In this Example we show you how to use pytorch backend and fate-torch operations to build a simple recommendation task. Firstly we introduce the dataset. We use the Movielens-100K dataset, guest side holds the records of user-item interactions, while host side has some categoriacl movie meta data. Thus, this task requires sparse input data.

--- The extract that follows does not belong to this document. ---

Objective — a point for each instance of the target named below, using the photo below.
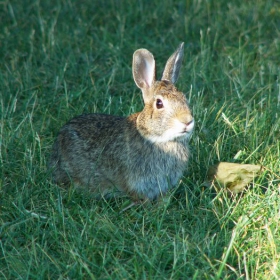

The first step is to define pipeline components that read and align data, like the first example.

In [None]:
import argparse

from collections import OrderedDict
from pipeline.backend.pipeline import PipeLine
from pipeline.component import DataTransform
from pipeline.component import HeteroNN
from pipeline.component import Intersection
from pipeline.component import Reader
from pipeline.component import Evaluation
from pipeline.interface import Data
from pipeline.utils.tools import load_job_config
from pipeline.interface import Model

from pipeline import fate_torch_hook
import torch as t
from torch import nn
from torch.nn import init
from torch import optim
from pipeline import fate_torch as ft

# this is important, modify torch modules so that Sequential model be parsed by pipeline
fate_torch_hook(t)

guest_train_data = {"name": "ml_hetero_guest", "namespace": f"experiment{namespace}"}
host_train_data = {"name": "ml_hetero_host", "namespace": f"experiment{namespace}"}

pipeline = PipeLine().set_initiator(role='guest', party_id=guest).set_roles(guest=guest, host=host)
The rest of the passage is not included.